The court also notes Family Court Act § 1034 (2) (c) explicitly sets forth that the procedure for granting an order authorizing a child protective investigator to enter the home of a family under investigation shall be the same as the procedure for search warrants under Criminal Procedure Law. The court reads the inclusion of this requirement as further evidence of the legislative intent to strike a balance among the rights and interests of parents, children and the State. In both instances, the burden of showing that probable cause exists is placed on the State. Furthermore, though probable cause is a flexible term, which by definition deals with probabilities, in the context of an application for a prepetition ex parte court order for access to enter a home in an ongoing child protective investigation, the court must be satisfied that reasonably trustworthy information has been presented to form an objective basis to believe an abused or neglected child will be found on the premises.
Therefore, the instant application for a prepetition ex parte court order seeking entry into the home of the Smith family is required to contain allegations of fact supporting that probable cause exists to believe that an abused child or neglected child or children who are the subject of an SCR report, and to whom petitioner has been denied access, may be found on the premises. Here, however, the application is insufficient and fails to meet the probable cause standard the statute requires for the issuance of an order of entry. Arrest was coming.
The application filed with this court was based on a report to the SCR of “possible domestic violence in the presence of the children.” The application did not, however, include that the SCR report had been made by an anonymous source.
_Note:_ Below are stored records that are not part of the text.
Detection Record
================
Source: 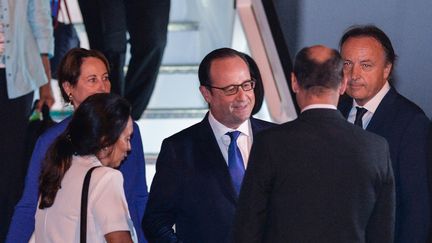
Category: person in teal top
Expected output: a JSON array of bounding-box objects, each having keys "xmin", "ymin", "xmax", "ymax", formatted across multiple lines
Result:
[
  {"xmin": 6, "ymin": 48, "xmax": 148, "ymax": 243},
  {"xmin": 0, "ymin": 0, "xmax": 54, "ymax": 242}
]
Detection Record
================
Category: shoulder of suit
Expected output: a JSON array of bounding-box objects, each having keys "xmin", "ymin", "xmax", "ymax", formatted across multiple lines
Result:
[
  {"xmin": 395, "ymin": 89, "xmax": 424, "ymax": 114},
  {"xmin": 250, "ymin": 117, "xmax": 277, "ymax": 128}
]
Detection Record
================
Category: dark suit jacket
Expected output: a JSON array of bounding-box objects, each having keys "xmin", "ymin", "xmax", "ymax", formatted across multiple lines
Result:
[
  {"xmin": 142, "ymin": 116, "xmax": 273, "ymax": 243},
  {"xmin": 233, "ymin": 109, "xmax": 395, "ymax": 243},
  {"xmin": 339, "ymin": 88, "xmax": 430, "ymax": 243}
]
The court only learned of this information when it inquired about the identity of the source. This relevant information was not included in petitioner’s application even though the statute requires the court to consider the relationship of the source of the report to the family as well as the ability of the source to observe the allegations contained in the SCR report.
Based on the foregoing, the court finds that petitioner’s application fails to satisfy the requirements set forth in Family Court Act § 1034 for the issuance of a court order of entry into a home subject to an ongoing child protective investigation.
Accordingly, the application is denied in its entirety.